The Toledo Metropolitan Area Council of Governments (TMACOG) is a voluntary organization of dues-paying members. TMACOG members include governmental and non-governmental organizations in northwest Ohio and southeast Michigan: cities, counties, villages, and townships, as well as schools and colleges, park districts, businesses, and other groups concerned with quality of life in the region. TMACOG is both a regional council and a metropolitan planning organization.

==Membership==
Current members include the counties of Lucas, Ottawa, Sandusky and Wood in Ohio, and Monroe County in Michigan.
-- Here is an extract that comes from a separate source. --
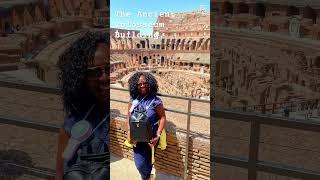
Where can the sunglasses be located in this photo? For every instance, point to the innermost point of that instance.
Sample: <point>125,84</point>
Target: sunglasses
<point>96,71</point>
Other members include various cities, villages, townships, businesses, and schools within those counties and the counties of Fulton, Hancock, Henry, Sandusky, and Seneca in Ohio and Lenawee County in Michigan.
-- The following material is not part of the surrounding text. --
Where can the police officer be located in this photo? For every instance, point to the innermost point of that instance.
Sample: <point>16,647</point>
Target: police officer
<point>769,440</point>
The TMACOG region includes Fulton, Lucas, Monroe, Ottawa, Sandusky, and Wood counties. A complete list of members (updated October 2013), along with a map, can be found here.
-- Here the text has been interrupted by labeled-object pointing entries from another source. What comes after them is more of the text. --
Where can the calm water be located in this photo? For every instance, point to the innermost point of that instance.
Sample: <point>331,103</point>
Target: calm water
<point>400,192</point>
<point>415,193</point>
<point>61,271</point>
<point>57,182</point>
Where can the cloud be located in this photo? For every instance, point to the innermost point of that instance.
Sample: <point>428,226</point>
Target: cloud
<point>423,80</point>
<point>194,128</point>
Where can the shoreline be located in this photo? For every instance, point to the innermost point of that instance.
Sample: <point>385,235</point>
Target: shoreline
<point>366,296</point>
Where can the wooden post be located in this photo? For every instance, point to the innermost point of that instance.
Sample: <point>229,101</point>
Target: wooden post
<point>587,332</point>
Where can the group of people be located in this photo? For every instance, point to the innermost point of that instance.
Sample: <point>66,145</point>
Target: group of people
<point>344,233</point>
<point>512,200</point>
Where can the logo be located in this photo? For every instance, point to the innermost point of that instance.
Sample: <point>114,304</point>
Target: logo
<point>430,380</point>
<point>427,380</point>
- The city of Fostoria, Ohio is located within the counties of Hancock, Seneca, and Wood; even though Hancock and Seneca counties have no affiliation with TMACOG otherwise.

==History==

TMACOG was formed in 1968 "primarily to review federally funded projects and to address federal initiatives and local intergovernmental needs." It originally included Lucas, Wood, and Monroe counties, and by 1974 would expand to include Erie, Ottawa, and Sandusky counties into its region. It became the water quality planning agency for the area in 1975 and would be recognized by the state as "the areawide agency responsible for carrying out programs that led to planned rural development and urban growth, better transportation systems, improved water and air quality, wiser use of energy and natural resources, and long-term economic vitality."

During the 1980s, federal funding worsened and a greater responsibility came to state governments. As a result, many regional councils turned to state governments for funding and direction. TMACOG's membership dropped, including the losses of Erie, Ottawa, Sandusky, and Wood counties. To continue its existence, TMACOG began to focus some of its attention onto railroad projects, energy conservation, air and water pollution, and economic development. The organization also began to focus on small town needs, transportation around the Maumee River, and other beneficial developments around the area. Membership would begin to grow again in the early 1990s, with 60 members in 1993, including the readmission of Ottawa and Wood counties. By adding non-governmental members as well, TMACOG has made its organization more diverse and able to help strengthen the quality of the Toledo area.

==Initiatives==
TMACOG partners with other MPOs in Ohio to provide Gohio Commute, a web-based tool which allows commuters to plan trips with a variety of alternatives, like car pooling, biking, and public transit. The service offers rewards to incentivize users to try new modes of transit. The site became available in 2017.